Holiday spirit manages to shine through for some as Omicron dashes Canadians’ celebrations
Global News
Public health experts have spent recent weeks urging people to keep their gatherings small and intimate as COVID-19 cases spiked across the country.
Fewer Canadians gathered around twinkling Christmas trees to tear open presents with friends and family Saturday as COVID-19 put a damper on festivities for a second straight year, but the holiday spirit still managed to shine through for many.
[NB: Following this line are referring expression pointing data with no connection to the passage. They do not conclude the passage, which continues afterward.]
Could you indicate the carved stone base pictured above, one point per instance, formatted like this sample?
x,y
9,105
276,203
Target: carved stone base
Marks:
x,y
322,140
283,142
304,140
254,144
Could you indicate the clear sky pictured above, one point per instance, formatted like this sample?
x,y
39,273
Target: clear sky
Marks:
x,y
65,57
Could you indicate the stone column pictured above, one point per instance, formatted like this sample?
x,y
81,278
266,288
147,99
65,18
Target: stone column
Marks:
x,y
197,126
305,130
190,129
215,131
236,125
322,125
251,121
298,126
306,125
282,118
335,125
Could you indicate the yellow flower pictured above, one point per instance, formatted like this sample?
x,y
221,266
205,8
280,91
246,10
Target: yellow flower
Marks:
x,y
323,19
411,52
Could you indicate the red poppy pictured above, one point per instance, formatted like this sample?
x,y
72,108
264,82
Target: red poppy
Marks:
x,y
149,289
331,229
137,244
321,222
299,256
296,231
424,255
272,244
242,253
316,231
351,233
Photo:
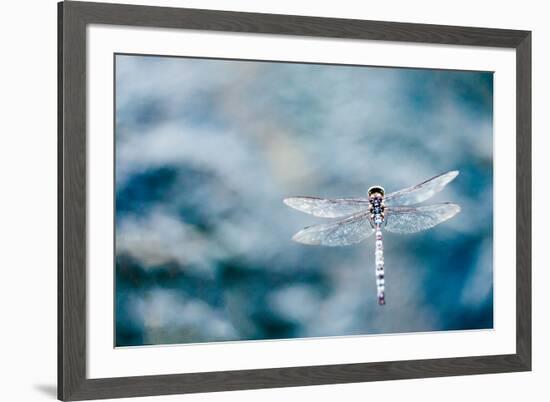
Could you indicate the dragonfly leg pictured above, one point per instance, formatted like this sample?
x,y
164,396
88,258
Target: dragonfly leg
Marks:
x,y
379,262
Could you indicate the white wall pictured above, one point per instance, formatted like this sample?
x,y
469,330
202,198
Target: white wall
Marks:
x,y
28,188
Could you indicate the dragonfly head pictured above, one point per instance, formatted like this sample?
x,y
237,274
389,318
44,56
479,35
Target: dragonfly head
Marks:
x,y
376,190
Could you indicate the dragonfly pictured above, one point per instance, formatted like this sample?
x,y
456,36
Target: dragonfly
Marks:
x,y
355,219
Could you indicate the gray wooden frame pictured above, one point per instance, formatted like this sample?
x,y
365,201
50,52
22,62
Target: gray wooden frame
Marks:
x,y
73,18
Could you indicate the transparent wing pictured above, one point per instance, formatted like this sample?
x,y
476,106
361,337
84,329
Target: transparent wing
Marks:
x,y
420,192
341,233
416,219
325,208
Public health experts have spent recent weeks urging people to keep their gatherings small and intimate — if they were to go ahead at all — as COVID-19 cases spiked across the country due to the fasts-spreading Omicron variant.
Still, dozens attended a scaled-back noon-hour mass at St. Michael’s Cathedral Basilica in downtown Toronto, where churchgoers wore masks and stood two metres apart.
Bernadette Alexander, who attended with a friend, said the service was particularly moving because she had been worshipping from home for so long.
“We were just saying it’s been almost two years. We’ve been watching mass on TV, but this is the first time we’ve been to mass in person in two years,” Alexander said.
“It was amazing. It was beautiful. It reduced me to tears, actually.”
Froila Fernandes, an international student from India who moved to Canada two months ago, attended the service on her own _ her first in this country.
“I found this service so spiritually enriching for me today because it felt like that was something I was lacking over here ever since I moved,” she said.